Accordion Dreams: A Journey into Cajun and Creole Music

Tuesday, September 29, 2009

Blair Kilpatrick

accordiondreams

University Press of Mississippi, 2009

By Kristi Guillory

Blair Kilpatrick’s honest, touching and at-times comical memoir describing her foray into the Cajun and Creole music world as an adult is as lyrical and moving as the two-steps and waltzes she learned to sing throughout her journey. A self-described shy Midwesterner, Blair was turned on to Cajun music after a brief visit to New Orleans in the 1990s. Beyond the bright gaudy lights of Bourbon Street, she was drawn, like many, to the subtle sounds of the fiddle and the rhythmic groan of the accordion during an unexpected Swamp Tour. Blair began to frequent Acadiana on subsequent trips to Louisiana and delved deeper and deeper into the music that almost immediately moved her. She describes this experience as if she were instantly smitten and punch-drunk on Cajun sounds.   Her story takes on mythical proportions as she meets her elder guide in Papa Joe, portends her future in dreams of playing the accordion, falls into the belly of the whale of self-doubt, finds an archetypal mentor in Danny Poullard and emerges from the dark swamp of self-doubt with an epic story to tell marked with gems of wisdom (Music is the child of your heart) and inspiration. She writes, “Cajun Music seemed to echo the very things I was feeling: sadness, loneliness, a desire to cry out in frustration and anger…You begin to feel lighter because the pain inside you has been drawn out, an now other voices, stronger voices, are helping you speak it.”
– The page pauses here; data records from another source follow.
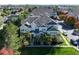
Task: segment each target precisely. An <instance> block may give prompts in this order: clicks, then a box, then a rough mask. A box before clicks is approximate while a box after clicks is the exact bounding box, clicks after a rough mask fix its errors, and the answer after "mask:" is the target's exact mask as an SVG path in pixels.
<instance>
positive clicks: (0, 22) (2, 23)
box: [0, 16, 3, 26]
mask: <svg viewBox="0 0 79 59" xmlns="http://www.w3.org/2000/svg"><path fill="white" fill-rule="evenodd" d="M2 24H3V17H2V16H0V26H1V25H2Z"/></svg>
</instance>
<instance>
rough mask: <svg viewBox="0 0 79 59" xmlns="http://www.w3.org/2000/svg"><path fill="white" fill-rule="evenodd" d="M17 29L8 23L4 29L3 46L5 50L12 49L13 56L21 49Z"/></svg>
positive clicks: (13, 25) (17, 53) (10, 24)
mask: <svg viewBox="0 0 79 59" xmlns="http://www.w3.org/2000/svg"><path fill="white" fill-rule="evenodd" d="M17 30H18V28H17V27H16V26H15V25H14V24H12V23H9V24H7V25H6V26H5V28H4V37H5V46H6V48H7V49H13V50H14V52H15V54H20V53H19V51H18V49H19V48H20V47H21V44H20V38H19V37H18V34H17Z"/></svg>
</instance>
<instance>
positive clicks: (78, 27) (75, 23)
mask: <svg viewBox="0 0 79 59" xmlns="http://www.w3.org/2000/svg"><path fill="white" fill-rule="evenodd" d="M74 27H75V28H77V29H79V21H77V22H76V23H75V25H74Z"/></svg>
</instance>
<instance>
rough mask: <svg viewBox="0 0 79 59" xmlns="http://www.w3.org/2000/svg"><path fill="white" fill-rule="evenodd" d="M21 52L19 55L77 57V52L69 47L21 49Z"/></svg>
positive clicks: (32, 48) (30, 48) (74, 49)
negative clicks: (19, 54) (41, 55)
mask: <svg viewBox="0 0 79 59" xmlns="http://www.w3.org/2000/svg"><path fill="white" fill-rule="evenodd" d="M21 51H22V53H21V55H79V52H78V51H77V50H75V49H73V48H71V47H54V48H49V47H39V48H22V49H21Z"/></svg>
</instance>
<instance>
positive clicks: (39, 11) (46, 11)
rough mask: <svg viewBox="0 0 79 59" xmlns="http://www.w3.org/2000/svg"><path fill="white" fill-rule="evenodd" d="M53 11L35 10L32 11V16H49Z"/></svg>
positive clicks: (47, 10)
mask: <svg viewBox="0 0 79 59" xmlns="http://www.w3.org/2000/svg"><path fill="white" fill-rule="evenodd" d="M52 12H53V9H52V8H51V9H49V8H36V9H34V10H33V11H32V14H33V15H41V14H46V13H47V14H49V13H52Z"/></svg>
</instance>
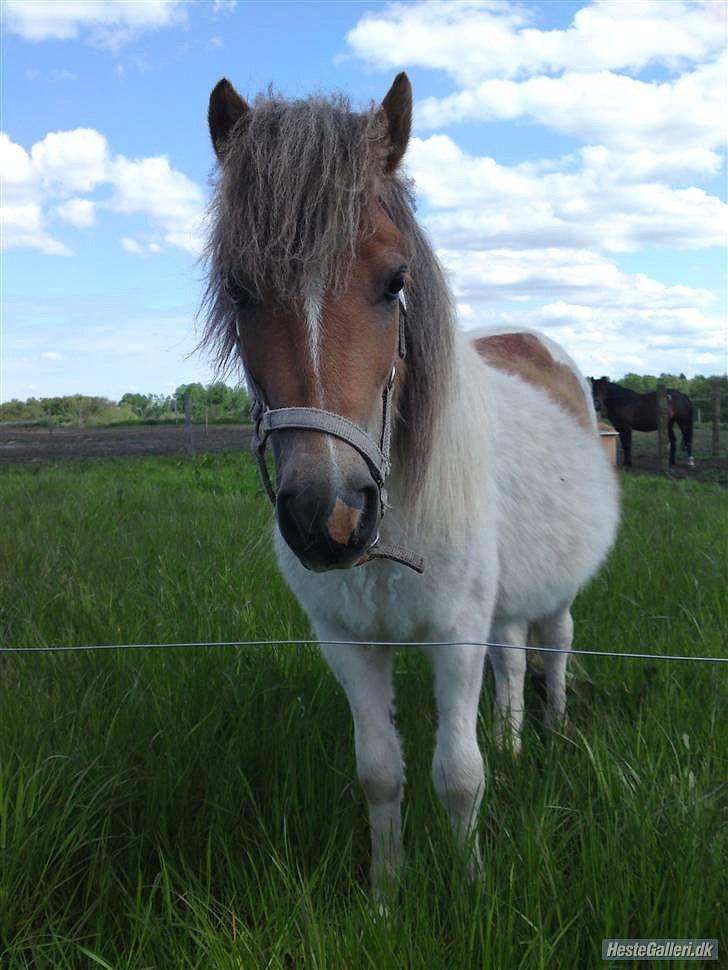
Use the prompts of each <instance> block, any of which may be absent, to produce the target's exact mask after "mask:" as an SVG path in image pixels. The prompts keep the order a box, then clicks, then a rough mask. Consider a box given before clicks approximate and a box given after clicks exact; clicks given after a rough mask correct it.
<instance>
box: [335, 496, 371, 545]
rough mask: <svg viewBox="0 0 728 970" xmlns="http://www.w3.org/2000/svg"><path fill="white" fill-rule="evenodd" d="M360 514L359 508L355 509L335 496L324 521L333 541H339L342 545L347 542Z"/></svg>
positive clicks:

Perhaps Blair’s story is archetypical. Many players who have grown up outside the Cajun and Creole culture and were called to venture “inside” of it are among the strongest heroes and spokespersons (Anne Savoy, Charlie and Lynne Terr, Tracy Schwarz, Dirk Powell, Kevin Wimmer). They learn a deep appreciation for the music and the intense processes of learning with all the inherent joys and struggles.  They begin their journeys as students and, always with a passionate nod to learning, become heroes and mentors to students of their own.

As part of the vibrant Cajun and Creole music scene of the San Francisco Bay Area, Blair finds community, family, love and a safe and comforting place to push her own boundaries, to let go and loose herself in the  “rhythm lock”.

www.blairkilpatrick.com

4 Responses to “Accordion Dreams: A Journey into Cajun and Creole Music”

  1. Hello Kristi,

    Congratulations on the launch of the Cajun-Creole Music Spectator. What a great resource!

    Thanks also for this lovely, thoughtful review of Accordion Dreams. I’m touched and honored by your words. You’ve helped me see some aspects of my own experience more clearly.

    I’m so glad you listed some of those other people who discovered Cajun and Creole culture from “the outside.” They have been teachers and guides to so many people who came after them–including me. (Most of them are acknowledged in the book.)

    I look forward to seeing old and new friends at the Louisiana Book Festival in Baton Rouge on October 16-17.

    Lache pas!

    Blair

    #12
  2. Freida Fusilier

    Congratulations, Christi! You don’t remember me, but I communicated with you when you were still in highschool. I was DJ of a Cajun/Zydeco radio show called “Bayou Country” in Nevada City, CA. I was doing a program on female musicians of Louisiana French music.
    If you have a mailing list I would appreciate being on it. Thanks & good luck.

    #13
  3. Kristi

    Nice to see you! You can subscribe to the mailing list by typing in your email on the right side feedburner widget. Thanks!

    #14
  4. Hi MIss Freida! I had the good fortune to see Kristi perform when she was in high school, back when Steve and I still lived in Chicago. She came for the U of Chicago Folk Festival, I think.

    (Boy that makes me feel old. Even archetypal :-)

    Congratulations on the Grammy nomination, too, Kristi!